Bio-surveillance System Hooked to CDC for Real-time Public Health Information

San Diego - CareGroup Healthcare System has gone live at Beth Israel Deaconess Medical Center (BIDMC) with an application that delivers automatic healthcare information updates every 15 minutes to the Centers for Disease Control (CDC) in Atlanta. The bio-surveillance system, which feeds the CDC with information key to early identification of disease trends, is built on the CACHE post-relational database. InterSystems Corp., a health care database provider, spotlighted the bio-surveillance implementation at the HIMSS 2006 conference in San Diego, Calif.BIDMC is one of 10 U.S. hospitals that were approached by the CDC to provide medical data on an ongoing, around-the-clock basis. The initiative is part of a mandate by Health and Human Services (HHS) Secretary Michael Leavitt, who chairs the American Health Information Community (AHIC), a group charged with advising the federal government on standards for electronic health records (EHRs). Bio-surveillance and public health monitoring are among the first focus areas for AHIC and Leavitt has stated that he wants a system for streaming emergency department (ED) data to public health authorities in place by the end of 2006.

InterSystems develops and markets the CACHE post-relational database and the Ensemble universal integration platform. CareGroup is an integrated delivery network that offers a broad spectrum of health services to residents of eastern Massachusetts, in a variety of settings ranging from world-renowned academic health centers and outstanding community hospitals, to physician offices and community health centers.

The bio-surveillance system went live at BIDMC on December 21, 2005. The hospital's CACHE-based Emergency ED Dashboard system feeds the bio-surveillance application, which in turn provides the ED data, as well as hospitalwide statistics, to the CDC every 15 minutes.
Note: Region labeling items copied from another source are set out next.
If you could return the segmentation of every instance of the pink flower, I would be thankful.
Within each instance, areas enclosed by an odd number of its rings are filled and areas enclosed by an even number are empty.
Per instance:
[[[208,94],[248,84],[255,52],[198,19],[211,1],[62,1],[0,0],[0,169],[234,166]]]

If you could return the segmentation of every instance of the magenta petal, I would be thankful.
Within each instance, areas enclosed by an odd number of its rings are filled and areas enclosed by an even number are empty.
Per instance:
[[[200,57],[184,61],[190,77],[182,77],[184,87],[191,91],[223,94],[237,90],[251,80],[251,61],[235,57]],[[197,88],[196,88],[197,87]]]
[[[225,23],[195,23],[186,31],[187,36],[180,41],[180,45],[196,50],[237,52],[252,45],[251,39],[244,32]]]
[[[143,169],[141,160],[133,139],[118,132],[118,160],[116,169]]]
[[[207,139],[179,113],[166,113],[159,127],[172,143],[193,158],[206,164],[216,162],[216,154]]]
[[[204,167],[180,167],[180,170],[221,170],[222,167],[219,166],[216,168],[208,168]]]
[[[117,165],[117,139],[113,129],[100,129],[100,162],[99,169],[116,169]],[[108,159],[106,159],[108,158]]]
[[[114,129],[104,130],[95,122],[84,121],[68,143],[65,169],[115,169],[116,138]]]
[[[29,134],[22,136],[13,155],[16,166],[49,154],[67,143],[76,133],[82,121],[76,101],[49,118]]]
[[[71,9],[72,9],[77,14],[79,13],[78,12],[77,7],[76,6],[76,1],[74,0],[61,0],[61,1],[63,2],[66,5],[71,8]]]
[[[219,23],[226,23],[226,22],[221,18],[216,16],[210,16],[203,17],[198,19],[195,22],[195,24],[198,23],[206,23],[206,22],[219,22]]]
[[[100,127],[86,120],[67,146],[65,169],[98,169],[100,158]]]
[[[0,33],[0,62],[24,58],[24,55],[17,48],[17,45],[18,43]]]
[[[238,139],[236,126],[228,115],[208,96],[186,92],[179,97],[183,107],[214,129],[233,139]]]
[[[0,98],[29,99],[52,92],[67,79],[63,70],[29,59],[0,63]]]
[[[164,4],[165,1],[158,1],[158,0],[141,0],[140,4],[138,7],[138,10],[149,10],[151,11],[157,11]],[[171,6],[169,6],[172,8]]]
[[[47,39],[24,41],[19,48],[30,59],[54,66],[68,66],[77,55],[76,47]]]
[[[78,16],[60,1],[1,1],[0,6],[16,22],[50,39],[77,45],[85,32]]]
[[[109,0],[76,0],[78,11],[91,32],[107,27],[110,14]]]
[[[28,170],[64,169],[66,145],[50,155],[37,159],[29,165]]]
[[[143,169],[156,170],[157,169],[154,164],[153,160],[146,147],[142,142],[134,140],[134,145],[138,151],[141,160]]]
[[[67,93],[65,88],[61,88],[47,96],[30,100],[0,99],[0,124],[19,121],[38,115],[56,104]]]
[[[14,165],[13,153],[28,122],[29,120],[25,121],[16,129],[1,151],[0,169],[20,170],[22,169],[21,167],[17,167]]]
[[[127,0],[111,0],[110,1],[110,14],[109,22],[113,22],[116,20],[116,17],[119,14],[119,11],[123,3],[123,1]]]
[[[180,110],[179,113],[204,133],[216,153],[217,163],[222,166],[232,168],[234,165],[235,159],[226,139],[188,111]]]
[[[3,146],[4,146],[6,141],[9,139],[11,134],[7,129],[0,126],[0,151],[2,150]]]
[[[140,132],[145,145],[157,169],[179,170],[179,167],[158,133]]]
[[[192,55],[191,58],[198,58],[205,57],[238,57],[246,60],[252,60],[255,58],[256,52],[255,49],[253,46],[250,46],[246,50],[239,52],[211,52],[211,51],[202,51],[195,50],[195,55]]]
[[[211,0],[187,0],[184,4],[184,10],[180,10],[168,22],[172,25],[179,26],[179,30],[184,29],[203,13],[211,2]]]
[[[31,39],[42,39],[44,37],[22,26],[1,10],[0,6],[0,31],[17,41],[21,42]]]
Implementation began with installing a secure CDC server in the BIDMC data center. "Information is encrypted based on the rigorous security requirements of the CDC and transmitted over the web. This information is not specific to any individual and no names or patient identification are provided in the data stream," says CareGroup CIO John Halamka.

"We transmit information such as the complaint and diagnosis, location in the geographic area where the patient came from, and number of patients reporting with a specific complaint," he explains. "As more healthcare providers implement these streaming data feeds, information at a local and community level will be gathered countrywide. For the first time, we can analyze disease and trauma trends to spot patterns that can be the early warning of a potential pandemic or bio-terrorism attack."